Accept device name (e.g., "iPhone 15", "Pixel 7") and configure full emulation
Support fuzzy matching on device name with suggestions on no match
Set viewport, user agent, device scale factor, touch, and mobile flag
Warn when context restart is required and confirm with user

Feature 6: Visual Diffing (Screenshot Comparison)

Tool: browser_visual_diff

What it does

Compare two screenshots pixel-by-pixel, return a diff image and similarity score.

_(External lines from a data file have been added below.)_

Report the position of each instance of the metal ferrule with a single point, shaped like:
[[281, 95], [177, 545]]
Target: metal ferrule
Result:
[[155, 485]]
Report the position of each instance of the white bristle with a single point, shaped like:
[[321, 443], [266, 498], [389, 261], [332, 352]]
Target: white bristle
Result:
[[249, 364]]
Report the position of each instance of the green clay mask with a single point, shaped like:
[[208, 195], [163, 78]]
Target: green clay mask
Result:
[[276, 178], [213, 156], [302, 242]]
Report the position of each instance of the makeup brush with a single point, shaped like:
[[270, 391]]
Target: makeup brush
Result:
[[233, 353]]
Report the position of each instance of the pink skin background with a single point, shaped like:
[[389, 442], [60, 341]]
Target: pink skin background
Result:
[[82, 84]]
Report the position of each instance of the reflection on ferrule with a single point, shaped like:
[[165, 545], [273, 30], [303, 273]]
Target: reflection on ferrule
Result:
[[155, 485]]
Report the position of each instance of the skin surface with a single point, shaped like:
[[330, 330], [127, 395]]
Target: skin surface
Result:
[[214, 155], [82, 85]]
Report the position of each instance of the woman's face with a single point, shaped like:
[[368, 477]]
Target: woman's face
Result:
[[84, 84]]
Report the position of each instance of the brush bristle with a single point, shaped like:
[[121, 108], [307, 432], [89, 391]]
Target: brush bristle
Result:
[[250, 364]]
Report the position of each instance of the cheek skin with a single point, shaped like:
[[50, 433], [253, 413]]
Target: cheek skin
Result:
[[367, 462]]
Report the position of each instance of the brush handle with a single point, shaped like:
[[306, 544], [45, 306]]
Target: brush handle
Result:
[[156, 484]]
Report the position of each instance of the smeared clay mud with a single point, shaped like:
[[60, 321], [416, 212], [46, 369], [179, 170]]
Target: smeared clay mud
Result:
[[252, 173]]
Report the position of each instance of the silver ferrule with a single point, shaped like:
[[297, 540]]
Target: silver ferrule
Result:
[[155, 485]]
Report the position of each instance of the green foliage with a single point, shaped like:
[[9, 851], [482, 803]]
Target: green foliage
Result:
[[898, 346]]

Implementation requirements

Item	Details
New file	`tools/visual-diff.ts`
Comparison library	`pixelmatch` (lightweight, ~200 lines, MIT) or Playwright's built-in `expect(page).toHaveScreenshot()` comparison
Tool signature	`browser_visual_diff({ baseline?: string, current?: string, threshold?: number })` → `{ match: boolean, similarity: number, diffPixels: number, diffImagePath?: string }`
Baseline management	Save baselines to `.gsd/browser-baselines/`; auto-name by URL + viewport
Dependencies	`pixelmatch` + `pngjs` (new deps, ~50KB total) or use Playwright's built-in comparator
Estimated effort	10–14 hours
Risk	Medium — anti-aliasing and dynamic content (timestamps, ads) cause false positives; threshold tuning needed

Acceptance criteria

Compare current page screenshot against a stored baseline
Return similarity score (0–1) and diff pixel count
Generate diff image highlighting changed regions
Configurable threshold for pass/fail
Support element-scoped comparison (crop to selector)

Feature 7: PDF Generation

Tool: browser_save_pdf

What it does

Render current page as PDF artifact.

Implementation requirements

Item	Details
Extend	`tools/screenshot.ts` or new `tools/pdf.ts`
Playwright API	`page.pdf({ path, format, printBackground })` — Chromium only (already our engine)
Tool signature	`browser_save_pdf({ filename?: string, format?: string, printBackground?: boolean })` → `{ path, pageCount, sizeBytes }`
Output location	Session artifacts directory
Dependencies	None — Playwright core API
Estimated effort	3–5 hours
Risk	Low — straightforward Playwright wrapper

Acceptance criteria

Generate PDF from current page
Support A4/Letter/custom page formats
Include background graphics option
Write to session artifacts with configurable filename
Return file path and size

Feature 8: Region Zoom / Targeted High-Res Capture

Tool: browser_zoom_region

What it does

Capture and upscale a specific rectangular region for detailed inspection of dense UIs.

Implementation requirements

Item	Details
Extend	`tools/screenshot.ts`
Playwright API	`page.screenshot({ clip: { x, y, width, height } })` for region capture; upscale via `sharp` or return at native device pixel ratio
Tool signature	`browser_zoom_region({ x, y, width, height, scale?: number })` → screenshot image
Dependencies	Optional `sharp` for upscaling, or rely on Playwright's deviceScaleFactor
Estimated effort	4–6 hours
Risk	Low

Acceptance criteria

Capture arbitrary rectangular region by coordinates
Support scale factor for upscaling (2x, 3x)
Return as inline image (same as browser_screenshot)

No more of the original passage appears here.